Under Trump, Washington opposed decisions by Khan’s predecessor, Fatou Bensouda, to examine war crimes allegations in Afghanistan, including against US troops, and alleged atrocities in the occupied Palestinian territories by Israeli troops, Palestinians and other armed groups.
The sanctions have been dropped, but US and Israeli opposition to the court remains.
‘Building stronger cases’
Khan, 51, took an oath to serve his nine-year term honourably and impartially during a ceremony in The Hague. He said one of his main tasks would be improving the performance of the prosecutor’s office.
ICC chief judge Piotr Hofmanski said during the swearing-in ceremony that being prosecutor was a “tough job” but hailed Khan’s “outstanding credentials”.
Khan also pledged to reach out to nations that are not members of the court and to try to hold trials in countries where crimes are committed. World powers the United States, Russia and China are not members and do not recognise the court’s jurisdiction.
“The priority for me, and I believe that’s the principle of the Rome Statute, is not to focus so much on where trials take place, but to ensure that the quest for accountability and inroads on impunity are made,” Khan said, referring to the treaty that founded the court, in his first speech after taking his oath of office.
“The Hague itself should be a city of last resort,” he said. “Wherever possible, we should be trying to have trials in the country or in the region.”
Since opening in 2002, the ICC has convicted five men for war crimes and crimes against humanity, all African militia leaders from Democratic Republic of the Congo (DRC), Mali and Uganda. Sentences ranged from nine to 30 years in prison.
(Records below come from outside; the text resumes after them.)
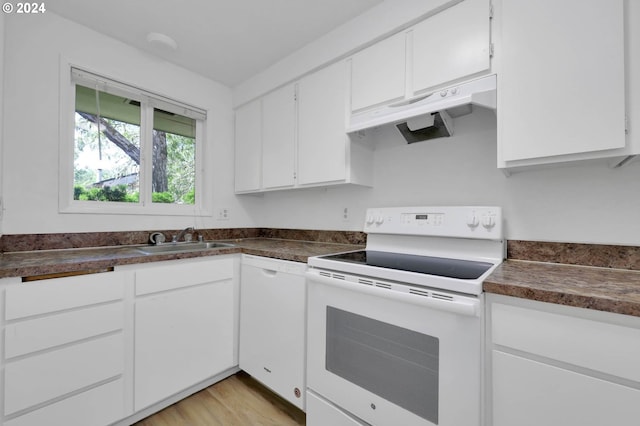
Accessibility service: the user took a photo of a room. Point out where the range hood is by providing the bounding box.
[347,75,496,143]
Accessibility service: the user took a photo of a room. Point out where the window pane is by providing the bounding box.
[73,85,140,202]
[152,109,196,204]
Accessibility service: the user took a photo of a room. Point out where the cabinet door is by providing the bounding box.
[262,85,296,189]
[496,0,625,162]
[235,100,262,192]
[298,61,349,185]
[351,33,406,111]
[411,0,490,92]
[135,280,235,411]
[493,350,640,426]
[240,265,306,409]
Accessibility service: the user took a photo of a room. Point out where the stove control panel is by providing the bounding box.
[364,206,502,240]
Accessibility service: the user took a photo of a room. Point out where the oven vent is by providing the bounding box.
[409,288,431,297]
[432,293,453,302]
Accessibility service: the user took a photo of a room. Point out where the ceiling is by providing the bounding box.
[46,0,383,87]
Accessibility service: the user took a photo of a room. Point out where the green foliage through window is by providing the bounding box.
[73,84,196,204]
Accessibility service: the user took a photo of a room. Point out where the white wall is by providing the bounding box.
[0,13,4,235]
[254,109,640,245]
[2,0,640,245]
[2,12,258,234]
[234,0,640,245]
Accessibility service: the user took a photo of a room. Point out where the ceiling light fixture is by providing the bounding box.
[147,33,178,50]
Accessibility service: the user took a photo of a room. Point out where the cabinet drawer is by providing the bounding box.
[4,333,124,414]
[5,272,124,320]
[4,302,124,358]
[491,350,640,426]
[136,258,233,296]
[4,379,129,426]
[491,303,640,382]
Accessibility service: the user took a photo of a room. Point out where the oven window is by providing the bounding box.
[326,306,439,424]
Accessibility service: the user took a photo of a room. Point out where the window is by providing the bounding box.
[61,68,206,214]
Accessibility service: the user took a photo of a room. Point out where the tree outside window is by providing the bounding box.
[73,84,196,204]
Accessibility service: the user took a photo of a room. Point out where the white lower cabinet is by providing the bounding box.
[240,255,306,410]
[134,256,238,411]
[1,272,132,426]
[486,295,640,426]
[0,255,239,426]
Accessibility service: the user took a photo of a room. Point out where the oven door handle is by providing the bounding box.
[306,272,480,317]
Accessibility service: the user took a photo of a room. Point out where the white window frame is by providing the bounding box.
[58,60,211,216]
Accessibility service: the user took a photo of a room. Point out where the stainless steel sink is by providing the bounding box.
[136,241,235,254]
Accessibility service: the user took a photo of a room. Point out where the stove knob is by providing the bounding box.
[482,215,496,229]
[467,213,480,228]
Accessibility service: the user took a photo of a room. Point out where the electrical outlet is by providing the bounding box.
[217,207,229,220]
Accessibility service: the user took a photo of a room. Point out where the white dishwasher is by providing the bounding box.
[239,255,307,410]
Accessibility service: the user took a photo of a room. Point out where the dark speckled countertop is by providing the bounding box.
[483,241,640,316]
[0,238,363,278]
[0,233,640,316]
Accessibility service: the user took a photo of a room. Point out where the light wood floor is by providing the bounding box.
[134,372,305,426]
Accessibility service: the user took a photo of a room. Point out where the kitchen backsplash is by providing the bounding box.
[0,228,640,270]
[0,228,367,253]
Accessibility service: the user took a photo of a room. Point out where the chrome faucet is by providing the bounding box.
[171,226,193,243]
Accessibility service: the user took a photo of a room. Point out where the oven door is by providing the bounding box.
[307,270,482,426]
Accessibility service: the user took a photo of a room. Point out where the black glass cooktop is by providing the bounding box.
[323,250,493,280]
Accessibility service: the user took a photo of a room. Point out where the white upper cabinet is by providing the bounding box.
[262,84,296,189]
[235,61,372,193]
[409,0,491,93]
[298,61,349,185]
[235,99,262,192]
[351,0,491,114]
[496,0,639,168]
[351,33,407,111]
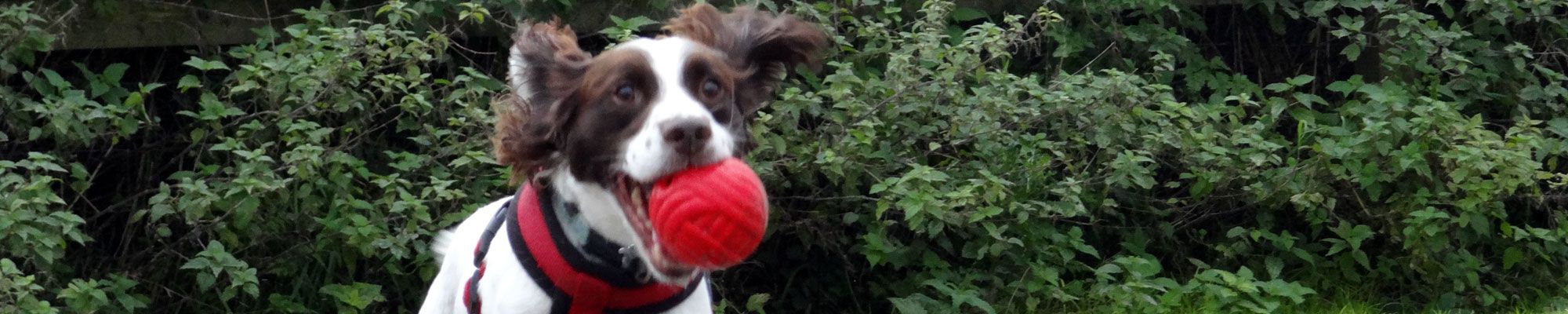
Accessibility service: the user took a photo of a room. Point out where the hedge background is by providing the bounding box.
[0,0,1568,312]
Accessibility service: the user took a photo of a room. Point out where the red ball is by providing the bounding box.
[648,157,768,268]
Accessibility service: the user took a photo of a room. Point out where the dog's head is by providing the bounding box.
[494,5,826,283]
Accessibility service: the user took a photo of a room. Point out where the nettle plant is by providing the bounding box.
[754,0,1568,312]
[753,2,1314,312]
[0,3,506,312]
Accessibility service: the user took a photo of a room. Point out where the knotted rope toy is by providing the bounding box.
[648,157,768,268]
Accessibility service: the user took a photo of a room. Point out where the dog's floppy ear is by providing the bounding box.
[491,20,593,182]
[506,19,591,105]
[665,3,828,116]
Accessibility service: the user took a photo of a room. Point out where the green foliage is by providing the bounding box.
[0,0,1568,312]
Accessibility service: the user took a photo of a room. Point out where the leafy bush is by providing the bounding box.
[0,0,1568,312]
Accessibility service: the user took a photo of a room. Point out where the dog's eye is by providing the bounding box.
[702,78,718,97]
[615,83,637,100]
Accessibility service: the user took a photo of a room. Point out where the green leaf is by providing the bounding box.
[1502,248,1524,270]
[950,8,986,22]
[103,63,130,83]
[887,298,925,314]
[746,294,773,312]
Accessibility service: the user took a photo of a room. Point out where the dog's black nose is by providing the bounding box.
[659,118,713,155]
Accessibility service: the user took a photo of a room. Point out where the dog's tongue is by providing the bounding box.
[648,157,768,268]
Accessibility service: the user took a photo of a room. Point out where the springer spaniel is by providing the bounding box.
[420,5,828,314]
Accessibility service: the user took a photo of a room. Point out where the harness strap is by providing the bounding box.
[463,199,517,314]
[463,184,704,314]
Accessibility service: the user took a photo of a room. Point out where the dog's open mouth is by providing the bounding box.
[613,174,696,281]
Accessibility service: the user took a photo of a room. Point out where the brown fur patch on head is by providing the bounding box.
[665,3,828,118]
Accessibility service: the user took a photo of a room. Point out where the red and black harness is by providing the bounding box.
[463,184,702,314]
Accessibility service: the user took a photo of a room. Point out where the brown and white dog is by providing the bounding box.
[420,5,828,314]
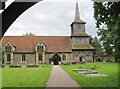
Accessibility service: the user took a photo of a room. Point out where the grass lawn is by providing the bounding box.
[2,65,52,87]
[61,62,118,87]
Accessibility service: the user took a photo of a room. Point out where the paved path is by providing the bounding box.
[46,65,80,89]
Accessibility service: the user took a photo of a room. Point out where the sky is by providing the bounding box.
[5,0,97,37]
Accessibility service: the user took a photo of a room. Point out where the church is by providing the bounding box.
[0,3,95,66]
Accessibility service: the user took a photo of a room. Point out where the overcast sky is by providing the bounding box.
[5,0,97,37]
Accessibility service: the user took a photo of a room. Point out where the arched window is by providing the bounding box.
[22,54,26,62]
[5,45,12,52]
[37,45,44,51]
[62,54,67,61]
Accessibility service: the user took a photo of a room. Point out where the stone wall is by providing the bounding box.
[13,54,22,65]
[73,23,85,34]
[72,37,89,44]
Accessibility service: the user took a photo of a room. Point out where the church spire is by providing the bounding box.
[74,0,84,23]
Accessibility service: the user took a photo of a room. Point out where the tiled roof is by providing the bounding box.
[72,44,95,50]
[1,36,72,52]
[72,32,89,37]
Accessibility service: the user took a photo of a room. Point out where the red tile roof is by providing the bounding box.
[0,36,72,52]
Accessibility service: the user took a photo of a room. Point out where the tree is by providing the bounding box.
[23,32,35,36]
[90,37,104,56]
[94,1,120,59]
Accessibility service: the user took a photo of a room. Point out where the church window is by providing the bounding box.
[5,45,12,52]
[62,54,67,61]
[7,54,11,61]
[37,45,44,51]
[22,54,26,61]
[39,54,42,61]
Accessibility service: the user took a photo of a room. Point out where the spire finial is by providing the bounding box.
[75,0,80,22]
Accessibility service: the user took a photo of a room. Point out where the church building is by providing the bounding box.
[0,3,95,66]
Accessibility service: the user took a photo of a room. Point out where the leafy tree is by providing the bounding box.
[23,32,35,36]
[94,1,120,59]
[90,37,104,56]
[0,46,3,64]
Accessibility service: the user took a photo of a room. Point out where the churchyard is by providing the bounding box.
[2,62,119,88]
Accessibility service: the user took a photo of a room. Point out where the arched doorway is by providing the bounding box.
[52,53,61,65]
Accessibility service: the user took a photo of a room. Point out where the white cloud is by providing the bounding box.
[5,0,97,36]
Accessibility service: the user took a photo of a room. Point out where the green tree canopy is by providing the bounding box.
[90,37,104,56]
[23,32,35,36]
[94,1,120,59]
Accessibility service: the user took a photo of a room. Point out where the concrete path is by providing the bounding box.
[46,65,80,89]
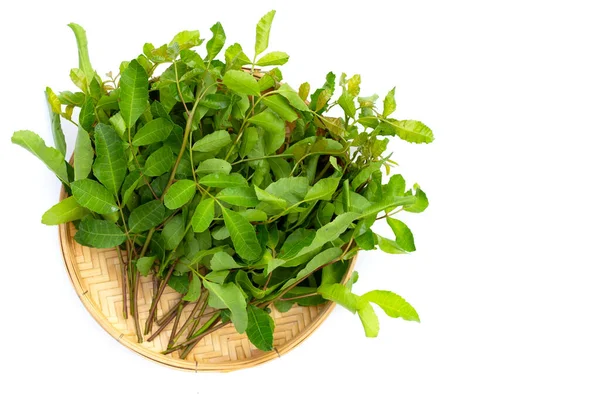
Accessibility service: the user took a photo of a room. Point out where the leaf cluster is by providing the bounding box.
[12,11,433,350]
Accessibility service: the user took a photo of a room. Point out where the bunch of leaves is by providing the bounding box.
[12,11,433,357]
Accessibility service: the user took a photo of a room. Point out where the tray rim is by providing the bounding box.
[58,187,357,372]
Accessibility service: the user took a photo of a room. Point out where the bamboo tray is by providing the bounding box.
[59,191,356,372]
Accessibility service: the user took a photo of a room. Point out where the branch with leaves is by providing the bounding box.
[12,11,433,357]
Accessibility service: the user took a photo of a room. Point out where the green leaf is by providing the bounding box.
[254,10,275,57]
[131,118,174,146]
[262,94,298,122]
[266,176,308,204]
[223,70,260,96]
[358,300,379,337]
[246,304,275,351]
[79,97,96,131]
[210,251,244,271]
[404,184,429,213]
[221,206,262,261]
[161,214,185,250]
[68,22,96,83]
[75,217,127,249]
[277,83,309,111]
[211,225,230,240]
[248,110,285,156]
[274,300,294,314]
[46,87,67,156]
[127,200,166,233]
[198,173,248,188]
[206,22,226,60]
[169,31,203,51]
[198,93,231,110]
[383,174,406,205]
[256,51,290,67]
[192,130,231,153]
[279,228,316,260]
[375,235,406,254]
[58,91,85,107]
[298,212,361,256]
[73,127,94,181]
[165,179,196,210]
[119,60,148,128]
[386,217,416,252]
[225,43,252,70]
[267,158,292,179]
[317,283,358,314]
[183,274,202,302]
[382,88,396,118]
[11,131,69,185]
[239,208,268,222]
[281,247,342,290]
[239,126,258,157]
[192,198,215,232]
[42,196,89,225]
[235,271,278,299]
[144,146,175,176]
[338,90,356,118]
[361,290,421,322]
[108,112,127,140]
[304,178,340,201]
[254,186,288,210]
[348,74,360,97]
[71,179,119,214]
[217,187,259,207]
[167,275,190,294]
[196,158,231,175]
[204,281,248,333]
[354,229,377,250]
[382,118,433,143]
[135,256,156,276]
[361,196,416,218]
[93,124,127,195]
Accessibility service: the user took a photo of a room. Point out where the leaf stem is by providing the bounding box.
[167,302,183,346]
[115,246,129,319]
[132,269,144,343]
[144,263,175,335]
[279,293,319,301]
[169,293,208,346]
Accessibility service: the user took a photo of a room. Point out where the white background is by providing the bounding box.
[0,0,600,399]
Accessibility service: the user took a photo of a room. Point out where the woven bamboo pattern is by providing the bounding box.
[59,206,356,371]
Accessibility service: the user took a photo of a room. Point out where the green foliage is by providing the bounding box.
[12,11,433,351]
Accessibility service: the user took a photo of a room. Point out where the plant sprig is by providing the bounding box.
[12,11,433,357]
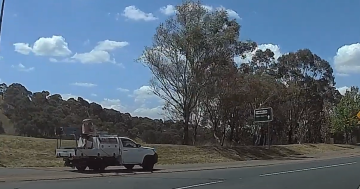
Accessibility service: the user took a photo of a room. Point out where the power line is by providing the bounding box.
[0,0,5,44]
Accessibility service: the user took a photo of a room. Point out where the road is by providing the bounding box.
[0,157,360,189]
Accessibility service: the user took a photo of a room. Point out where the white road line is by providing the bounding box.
[174,180,224,189]
[259,162,357,177]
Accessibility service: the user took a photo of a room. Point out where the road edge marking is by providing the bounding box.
[259,161,357,177]
[174,180,224,189]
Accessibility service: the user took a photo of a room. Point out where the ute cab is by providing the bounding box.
[55,120,158,171]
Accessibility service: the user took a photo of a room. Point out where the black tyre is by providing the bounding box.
[141,156,155,171]
[124,165,135,170]
[75,165,87,172]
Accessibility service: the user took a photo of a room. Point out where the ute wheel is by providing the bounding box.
[124,165,135,170]
[75,165,87,172]
[142,156,155,171]
[143,163,154,171]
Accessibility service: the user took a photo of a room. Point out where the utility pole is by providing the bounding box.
[0,0,5,45]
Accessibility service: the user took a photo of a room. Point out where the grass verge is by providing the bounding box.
[0,135,355,167]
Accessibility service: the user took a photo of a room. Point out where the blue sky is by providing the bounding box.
[0,0,360,118]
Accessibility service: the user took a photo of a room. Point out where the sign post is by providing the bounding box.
[254,107,273,149]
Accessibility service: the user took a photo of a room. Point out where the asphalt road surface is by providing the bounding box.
[0,157,360,189]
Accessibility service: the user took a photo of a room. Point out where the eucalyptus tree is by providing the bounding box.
[332,86,360,143]
[140,1,253,144]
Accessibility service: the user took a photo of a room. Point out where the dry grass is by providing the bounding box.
[0,135,354,167]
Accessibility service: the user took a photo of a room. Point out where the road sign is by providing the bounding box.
[353,111,360,119]
[254,107,273,122]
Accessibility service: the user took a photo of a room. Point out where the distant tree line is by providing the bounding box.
[0,1,360,145]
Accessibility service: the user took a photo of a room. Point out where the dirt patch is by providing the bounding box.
[0,135,359,167]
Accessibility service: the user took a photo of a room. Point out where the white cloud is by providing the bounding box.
[83,39,90,46]
[132,106,164,119]
[234,44,283,65]
[122,5,158,21]
[94,40,129,51]
[160,5,241,19]
[71,82,97,87]
[13,35,71,57]
[71,50,115,64]
[337,86,350,95]
[334,43,360,74]
[13,43,32,55]
[71,40,129,64]
[11,63,35,72]
[116,87,130,93]
[160,5,176,16]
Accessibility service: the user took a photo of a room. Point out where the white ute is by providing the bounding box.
[55,120,158,171]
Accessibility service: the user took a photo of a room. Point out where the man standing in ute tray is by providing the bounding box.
[81,119,96,148]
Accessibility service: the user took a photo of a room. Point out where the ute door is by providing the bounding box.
[121,138,142,164]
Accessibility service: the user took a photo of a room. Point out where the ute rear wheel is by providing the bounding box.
[75,165,87,172]
[124,165,135,170]
[141,156,155,171]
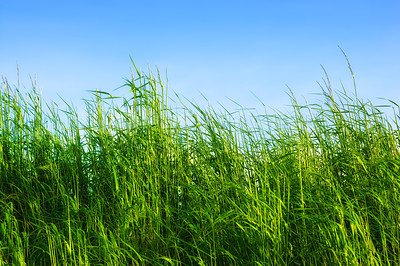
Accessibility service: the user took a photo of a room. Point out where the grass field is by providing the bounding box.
[0,61,400,265]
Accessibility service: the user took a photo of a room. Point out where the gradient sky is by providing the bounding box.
[0,0,400,119]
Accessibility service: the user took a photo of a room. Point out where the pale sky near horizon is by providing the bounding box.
[0,0,400,120]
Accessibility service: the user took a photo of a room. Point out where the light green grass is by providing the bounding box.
[0,59,400,265]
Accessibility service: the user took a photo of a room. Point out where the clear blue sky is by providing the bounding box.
[0,0,400,118]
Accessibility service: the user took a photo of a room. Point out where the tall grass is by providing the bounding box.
[0,60,400,265]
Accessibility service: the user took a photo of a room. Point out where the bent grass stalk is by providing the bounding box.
[0,61,400,265]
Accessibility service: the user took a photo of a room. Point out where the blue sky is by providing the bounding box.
[0,0,400,118]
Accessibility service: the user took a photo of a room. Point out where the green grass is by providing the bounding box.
[0,59,400,265]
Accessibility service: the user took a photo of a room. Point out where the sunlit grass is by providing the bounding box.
[0,59,400,265]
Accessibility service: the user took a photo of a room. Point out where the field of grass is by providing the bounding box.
[0,60,400,266]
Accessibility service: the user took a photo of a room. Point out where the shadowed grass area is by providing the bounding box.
[0,60,400,265]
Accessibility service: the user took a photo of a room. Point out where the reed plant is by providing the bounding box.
[0,59,400,265]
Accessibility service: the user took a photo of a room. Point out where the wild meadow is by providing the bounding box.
[0,59,400,265]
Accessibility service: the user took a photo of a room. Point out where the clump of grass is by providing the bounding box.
[0,59,400,265]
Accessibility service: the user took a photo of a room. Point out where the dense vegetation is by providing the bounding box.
[0,61,400,265]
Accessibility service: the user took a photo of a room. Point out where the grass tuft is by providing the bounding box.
[0,65,400,265]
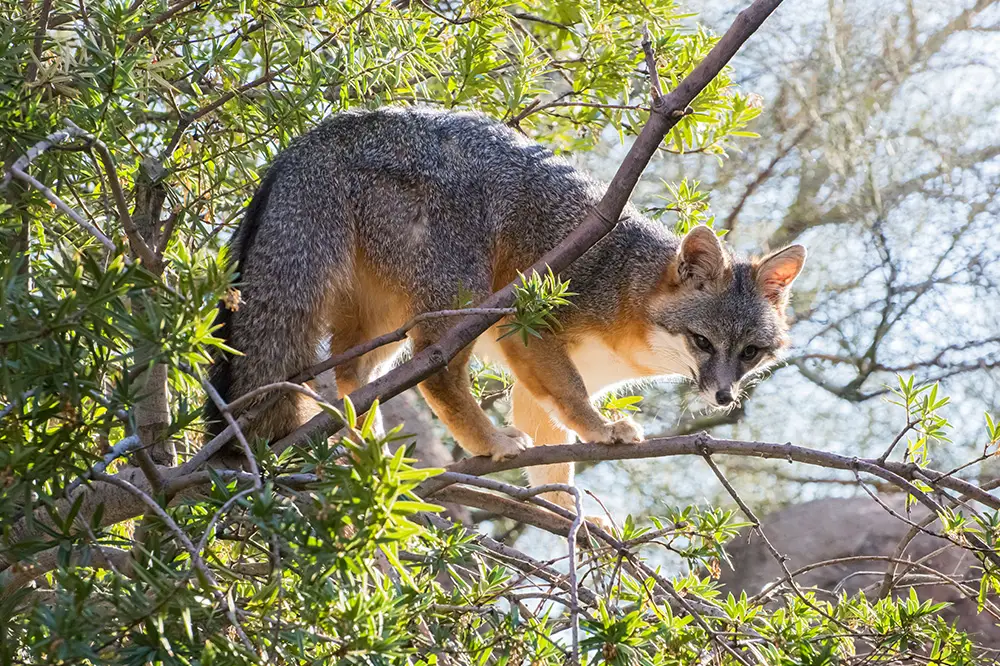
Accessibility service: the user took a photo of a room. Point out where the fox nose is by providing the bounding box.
[715,389,733,407]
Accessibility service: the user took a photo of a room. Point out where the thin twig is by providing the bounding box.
[63,118,160,273]
[201,380,264,490]
[642,25,663,101]
[94,472,255,653]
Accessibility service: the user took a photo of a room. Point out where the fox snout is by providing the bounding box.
[698,356,744,407]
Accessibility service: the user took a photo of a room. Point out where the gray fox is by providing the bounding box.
[206,108,806,508]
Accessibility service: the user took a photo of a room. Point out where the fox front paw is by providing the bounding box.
[593,419,643,444]
[489,428,533,460]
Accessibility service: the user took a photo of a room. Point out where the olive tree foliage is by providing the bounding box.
[0,0,1000,665]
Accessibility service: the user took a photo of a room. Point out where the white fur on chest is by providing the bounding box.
[570,337,638,395]
[570,330,697,395]
[474,330,698,396]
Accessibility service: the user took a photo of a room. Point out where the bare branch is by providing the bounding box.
[63,118,160,273]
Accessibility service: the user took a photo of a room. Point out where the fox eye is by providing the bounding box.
[691,333,715,354]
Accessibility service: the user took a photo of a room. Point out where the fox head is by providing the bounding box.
[649,226,806,408]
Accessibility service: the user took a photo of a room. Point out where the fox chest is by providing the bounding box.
[570,339,644,395]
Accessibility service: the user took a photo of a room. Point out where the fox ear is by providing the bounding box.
[677,226,726,283]
[754,245,806,307]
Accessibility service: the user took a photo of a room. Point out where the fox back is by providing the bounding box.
[207,108,805,466]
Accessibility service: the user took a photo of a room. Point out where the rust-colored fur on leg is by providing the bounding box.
[511,382,576,511]
[414,331,531,460]
[500,337,642,511]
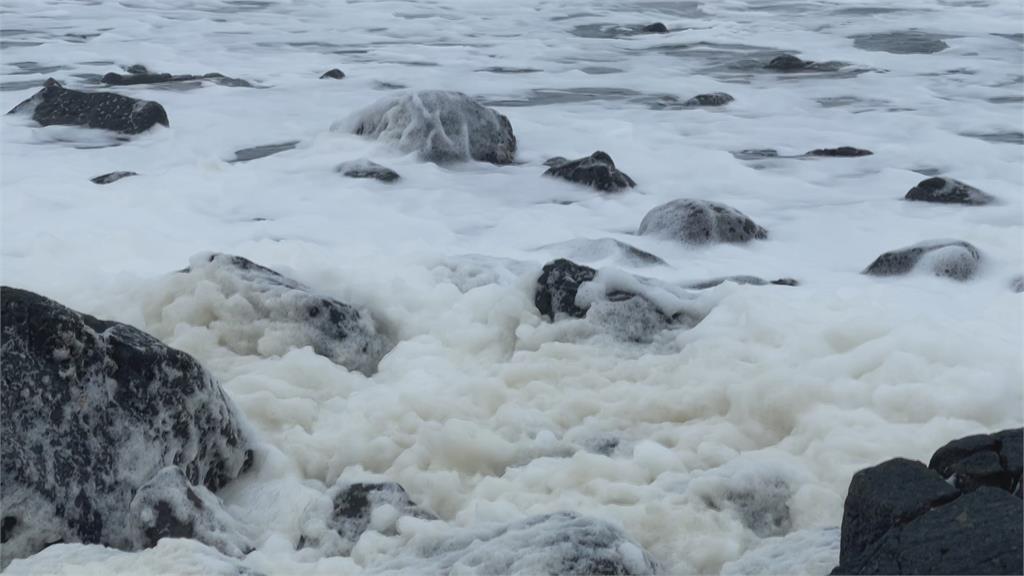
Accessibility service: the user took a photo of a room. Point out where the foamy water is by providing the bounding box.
[0,0,1024,574]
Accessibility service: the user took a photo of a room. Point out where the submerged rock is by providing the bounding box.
[683,92,736,108]
[375,512,657,576]
[8,78,170,134]
[544,151,637,192]
[334,159,400,182]
[346,90,516,164]
[89,171,138,184]
[905,176,995,206]
[863,240,981,281]
[833,428,1024,574]
[129,466,253,557]
[637,199,768,244]
[0,287,253,566]
[807,146,873,158]
[169,254,393,375]
[534,258,699,342]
Prosecutors dropped or lost at least three major cases, or failed to gather enough evidence in others to proceed to trial.
“Opening preliminary examinations, requesting authorisation or commencing investigations is a start, but as we say in English the proof of the pudding is in the eating. We have to perform in trial,” Khan said.
“We cannot invest so much, we cannot raise expectations so high and achieve so little, so often in the courtroom,” he said.
“We need a greater realisation of what is required… Building stronger cases and getting better cases in the courtroom.”
Already short of resources, the ICC is dealing with 14 full-blown investigations and eight preliminary examinations. Khan also inherits investigations opened in countries including Myanmar, the Philippines and Ukraine.
Most recently, Khan led a United Nations team investigating atrocities in Iraq, telling the Security Council last month that he uncovered “clear and compelling evidence” that members of ISIL (ISIS) committed genocide against the Yazidi minority in 2014.
The ICC was set up nearly 20 years ago as a full-time successor to the Nuremberg trials of Nazi war criminals and several separate international tribunals into situations such as the former Yugoslavia.
But it has long faced criticism on a number of fronts, ranging from alleged bias, its initial focus on cases involving Africa, the large pay packets for judges and the length of time taken to bring suspects to justice.
“The ICC is in a crucial phase, it has faced criticism for not being as effective as states have wished,” Carsten Stahn, international criminal law professor at Leiden University in the Netherlands, told the AFP news agency.
Bensouda had a number of setbacks, with former Ivory Coast president Laurent Gbagbo being cleared of crimes against humanity, while former DRC vice-president Jean-Pierre Bemba was acquitted on appeal, and Kenyan President Uhuru Kenyatta had charges against him dropped.
But she recently secured high-profile convictions against Ugandan child soldier-turned-Lord’s Resistance Army commander Dominic Ongwen and Congolese strongman Bosco “Terminator” Ntaganda.
In her farewell statement, Bensouda said that she had “made my decisions, with careful deliberation – but without fear or favour. Even in the face of adversity. Even at considerable personal cost”.